Checking for Silence (optional step)
function checkIfSilent(audioBuffer) {
const threshold = 0.01;
return !audioBuffer.some(sample => Math.abs(sample) > threshold);
}
This function checks if the audio buffer is silent. It uses a threshold value to determine if any sample in the buffer is above the noise level. This helps reduce unnecessary data transmission during periods of silence.
Resampling Audio
function resampleAudio(audioBuffer, originalSampleRate, targetSampleRate) {
const ratio = targetSampleRate / originalSampleRate;
const newLength = Math.round(audioBuffer.length * ratio);
const result = new Float32Array(newLength);
for (let i = 0; i < newLength; i++) {
const index = Math.floor(i / ratio);
result[i] = audioBuffer[index];
}
return result;
}
This function resamples the audio data to the required 16kHz sample rate if needed. It uses a simple linear interpolation method to adjust the sample rate. While not as accurate as more complex resampling algorithms, it's efficient for real-time processing.
Sending Commands
function sendCommand(cmd) {
if (webSocket && webSocket.readyState === WebSocket.OPEN) {
webSocket.send(JSON.stringify({ command: cmd }));
}
}
// Usage examples:
// To pause transcription
sendCommand('pause');
// To resume transcription
sendCommand('resume');
// To stop transcription and generate notes
sendCommand('transcribe');
This function sends control commands to the API. It's used to pause, resume, or stop the transcription process and generate notes.
Receiving Messages
webSocket.onmessage = (event) => {
const message = JSON.parse(event.data);
if (message.ping) {
webSocket.current.send(JSON.stringify({ pong: true }));
} else if (message.clinical_notes) {
console.log('Clinical notes:', message.clinical_notes);
} else if (message.transcription) {
console.log('Transcription:', message.transcription);
} else if (message.message) {
console.log('message:', message.message); // example: "Transcript is too short."
}
};
This event handler processes incoming messages from the server. It handles two types of messages:
- Clinical notes, which are logged to the console.

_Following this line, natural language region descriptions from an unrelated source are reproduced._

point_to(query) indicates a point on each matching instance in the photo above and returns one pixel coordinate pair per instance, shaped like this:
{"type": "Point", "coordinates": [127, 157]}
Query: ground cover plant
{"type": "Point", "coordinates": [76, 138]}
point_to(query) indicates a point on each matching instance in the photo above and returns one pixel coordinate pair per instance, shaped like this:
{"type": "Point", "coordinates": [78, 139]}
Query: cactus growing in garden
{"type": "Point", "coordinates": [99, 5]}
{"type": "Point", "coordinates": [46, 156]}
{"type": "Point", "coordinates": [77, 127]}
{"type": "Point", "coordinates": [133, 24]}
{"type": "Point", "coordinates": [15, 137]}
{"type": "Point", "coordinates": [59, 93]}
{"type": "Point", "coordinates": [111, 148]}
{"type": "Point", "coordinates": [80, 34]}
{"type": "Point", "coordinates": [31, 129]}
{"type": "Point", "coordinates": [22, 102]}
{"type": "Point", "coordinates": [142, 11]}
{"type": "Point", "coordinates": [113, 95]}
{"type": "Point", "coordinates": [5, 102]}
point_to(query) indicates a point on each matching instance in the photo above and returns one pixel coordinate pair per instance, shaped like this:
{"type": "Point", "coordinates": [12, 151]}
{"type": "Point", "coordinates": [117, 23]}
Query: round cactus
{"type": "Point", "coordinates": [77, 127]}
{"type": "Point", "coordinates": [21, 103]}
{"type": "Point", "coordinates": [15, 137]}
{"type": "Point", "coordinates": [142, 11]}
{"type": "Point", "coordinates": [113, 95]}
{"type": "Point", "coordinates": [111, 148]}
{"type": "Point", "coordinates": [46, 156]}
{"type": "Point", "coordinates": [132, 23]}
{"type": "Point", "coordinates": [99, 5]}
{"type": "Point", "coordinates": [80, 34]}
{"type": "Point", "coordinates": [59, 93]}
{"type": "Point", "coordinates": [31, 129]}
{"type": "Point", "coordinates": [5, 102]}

Example clinical notes response
{
"code": "201",
"clinical_notes": "some clinical notes..."
}
- Ping messages, which are responded to with a pong to keep the connection alive.
Language Support
The API supports transcription in multiple languages, including:
- English (en)
- Many other languages upon request
Note: Generating clinical notes in non-English languages may require assistance from a medical professional fluent in the target language.